Open jhidalgoch opened 4 weeks ago

jhidalgoch commented 4 weeks ago

I ran into some issues with this introduction to EEG analysis using Python. Please note that I am a beginner in programming. The most relevant issue I faced was the use of this commands in the sixth module.

**%%R -i trials_ave

t.test(N170 ~ condition, data = trials_ave, paired = TRUE)**

I repeatedly obtain the same attribute error warning: 'DataFrame' object has no attribute 'iteritems'. I already tried using both Gemini and ChatGPT to solve the problem, but I haven't been able yo solve or pinpoint the specific issue.

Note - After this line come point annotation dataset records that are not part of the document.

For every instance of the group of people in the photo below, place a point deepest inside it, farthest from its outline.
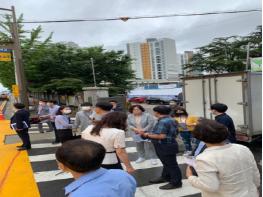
(221, 168)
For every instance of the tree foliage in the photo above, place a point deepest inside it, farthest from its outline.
(226, 54)
(57, 67)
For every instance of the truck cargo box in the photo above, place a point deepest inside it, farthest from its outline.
(241, 92)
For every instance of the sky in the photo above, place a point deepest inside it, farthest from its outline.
(188, 32)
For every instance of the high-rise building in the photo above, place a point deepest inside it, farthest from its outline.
(134, 51)
(146, 61)
(156, 59)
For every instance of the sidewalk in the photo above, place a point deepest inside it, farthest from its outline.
(16, 176)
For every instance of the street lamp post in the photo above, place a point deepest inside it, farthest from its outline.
(19, 69)
(93, 72)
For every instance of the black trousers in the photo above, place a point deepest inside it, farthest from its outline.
(55, 131)
(167, 154)
(24, 136)
(64, 135)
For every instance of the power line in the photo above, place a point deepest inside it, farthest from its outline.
(126, 18)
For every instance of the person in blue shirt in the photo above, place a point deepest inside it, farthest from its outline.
(163, 138)
(219, 109)
(83, 158)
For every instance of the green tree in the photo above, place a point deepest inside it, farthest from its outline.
(226, 54)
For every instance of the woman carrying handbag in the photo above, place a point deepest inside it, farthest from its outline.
(63, 125)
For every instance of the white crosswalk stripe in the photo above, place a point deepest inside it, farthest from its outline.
(50, 174)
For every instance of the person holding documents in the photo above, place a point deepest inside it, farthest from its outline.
(20, 123)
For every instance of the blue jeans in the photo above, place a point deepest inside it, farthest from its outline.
(187, 138)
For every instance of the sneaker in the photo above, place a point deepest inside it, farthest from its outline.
(187, 153)
(170, 186)
(158, 180)
(140, 160)
(154, 162)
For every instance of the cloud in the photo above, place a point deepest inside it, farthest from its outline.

Another error that I could not solve happened in the fourth module, where I tried epoching the N400 database but I repeatedly obtain the same error: No matching events found for prime_related (event id 1) . The weird thing is that the event ID 1 was indeed present in my events array and data. I also tried using AI assistance, but the different solutions suggested did not work. At one point even Gemini wrote "I am sorry, I cannot help you with this issue".

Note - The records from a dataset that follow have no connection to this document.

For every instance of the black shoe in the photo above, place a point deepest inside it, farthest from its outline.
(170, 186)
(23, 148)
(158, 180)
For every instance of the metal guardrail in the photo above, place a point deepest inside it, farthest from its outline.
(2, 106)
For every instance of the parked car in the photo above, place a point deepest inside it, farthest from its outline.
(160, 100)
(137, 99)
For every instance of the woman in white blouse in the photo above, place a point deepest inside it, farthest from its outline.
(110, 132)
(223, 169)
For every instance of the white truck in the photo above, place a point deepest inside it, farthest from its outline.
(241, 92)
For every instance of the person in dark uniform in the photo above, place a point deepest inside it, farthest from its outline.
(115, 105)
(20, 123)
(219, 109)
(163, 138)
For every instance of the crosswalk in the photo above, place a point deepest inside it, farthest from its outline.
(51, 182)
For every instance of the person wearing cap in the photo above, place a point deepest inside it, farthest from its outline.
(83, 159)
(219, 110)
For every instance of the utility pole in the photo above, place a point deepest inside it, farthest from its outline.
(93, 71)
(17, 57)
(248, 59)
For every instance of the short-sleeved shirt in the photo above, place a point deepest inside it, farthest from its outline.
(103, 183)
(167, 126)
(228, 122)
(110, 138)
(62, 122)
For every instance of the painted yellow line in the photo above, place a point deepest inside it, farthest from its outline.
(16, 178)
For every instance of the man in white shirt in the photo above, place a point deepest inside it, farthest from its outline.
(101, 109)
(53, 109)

alexenge commented 3 weeks ago

Thanks a lot for your interest in the course and for reporting these issues!

Regarding AttributeError: 'DataFrame' object has no attribute 'iteritems':

I can replicate this error on Google Colab. It seems to be a bug in the compatibility between the rpy2 package (allowing access to R from Python) and the pandas package (providing support for data frames in Python). I've noticed that Colab has a very old version of rpy2 installed and a relatively new version of pandas, causing the error. However, simply upgrading rpy2 (using %pip install --upgrade rpy2) doesn't seem to do the trick as it leads to a different error (``).

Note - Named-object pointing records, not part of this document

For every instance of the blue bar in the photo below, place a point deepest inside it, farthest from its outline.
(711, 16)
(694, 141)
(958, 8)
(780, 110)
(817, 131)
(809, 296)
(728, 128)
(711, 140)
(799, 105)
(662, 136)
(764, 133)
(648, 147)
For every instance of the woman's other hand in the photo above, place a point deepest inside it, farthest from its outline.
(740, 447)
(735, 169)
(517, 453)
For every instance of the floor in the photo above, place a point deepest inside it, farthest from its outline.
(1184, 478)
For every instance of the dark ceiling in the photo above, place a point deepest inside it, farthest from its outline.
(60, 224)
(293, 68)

I'll let you know once I find a solution for this. Until then, it's probably best to simply save the data frame as a tabular file (.csv, Excel or the like) and import it manually into R to run the statistics. Alternatively, you could stay in Python and try the statsmodels, which provides all the statistical tests described in the notebook ($t$-tests, ANOVAs, and linear mixed models).

Regarding your problem in the epoching module:

Getting the events and event_id right is indeed the trickiest bit of the course and very particular to each dataset and ERP component. So it might not be super simple to use the N170 code for the N400 experiment. My first try would always be to run:

events, event_id = events_from_annotations(raw)

And then inspect the events and event_id objects. For most components, the event_id is already fine as there is already one unique event number for each condition of interest. For some components, you will need to merge multiple event numbers because they belong to the same condition (as is the case for the N170).

Do you maybe want to share what you've tried so far to construct your events and event_id? Then I could try to help you more specifically. Alternatively, I can also provide you a full solution for how I would construct the events for the N400.

Good luck and looking forward to your update!